The Official Monetary and Financial Institutions Forum (OMFIF) has revealed that, at the current rate of progress, it will take 140 years to reach gender parity in senior leadership positions, at the launch of the 10th edition of its ‘Gender Balance Index’.
The gender balance index tracks the number of senior positions held by women across 186 central banks, as well as major global public pension funds, sovereign funds and commercial banks. It assigns scores to individual institutions based on the number of women in senior management or board positions. By revealing these numbers, the GBI aims to mobilise decision-makers to do better in promoting women and measuring progress.
The shocking 140-year stat comes from a look into the 336 institutions covered in the index; of which only 14 per cent are actually led by women. While the discourse around gender equality and equity continues to play an important role in the financial services industry, recent years haven’t signified any significant meaningful change. In 2022, only 13.7 per cent of the institutions covered in the gender balance index were led by women – signifying a very minor 0.3 per cent increase in one year. Similarly, in 2021 the percentage of female representation in these roles was only 13.3 per cent.
Despite disappointing progress at the top, some of the numbers highlighted by OMFIF’s index made for better reading. Women made up 24 per cent of deputy governors and C-suite staff in these institutions and 30 per cent of the 6,221 senior staff across all institutions in the index.
However, while OMFIF found higher proportions lower down the ladder, the stats show that males still dominate C-suite roles. The issues also clearly do not improve, as the number of women in higher roles almost halve in comparison.
Is progress actually slowing?
The number of women heading central banks (including regional Federal Reserve banks and the European Central Bank) currently sits at 22. While OMFIF recognises that this is the highest number since the first edition of the GBI 10 years ago, it is only one more than it was in 2014.
This revelation may show that progress is actually slowing down. Of the 32 central banks that changed their leaders over the past year, only four appointed women (13 per cent). The 2022 index recorded six women who became central bank governors out of 26 changes (23 per cent). Further emphasising the issue, 11 per cent of central banks still lack any women in senior staff positions.
The culture of financial services
Clive Horwood, managing editor and deputy chief executive of OMFIF, discussed the importance of a change in culture to level out the playing field.

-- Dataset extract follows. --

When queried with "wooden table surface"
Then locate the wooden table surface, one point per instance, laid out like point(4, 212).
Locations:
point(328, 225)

Horwood explained: “Of particular note is the analysis OMFIF’s team carries out on the type of role held by senior women, which is a crucial indicator of whether they have the opportunity to reach the top of the institution. Unfortunately, there are no easy answers to resolving this issue of slow progress. Clearly, a proactive strategy should help.
“But there is no direct causality between mentorship programmes, quotas, parental leave policies and a better GBI score. This suggests that the key to success is less tangible – perhaps it is as much about culture as anything, in an institution as well as in the country or society in which it operates.”
“The presence of female leaders has an important impact. However, it will be refreshing when those leaders are celebrated purely for their talents and achievements rather than also for their gender. Only at that point – where a woman being in charge is seen as nothing remotely unusual – will the culture of financial services feel truly balanced.”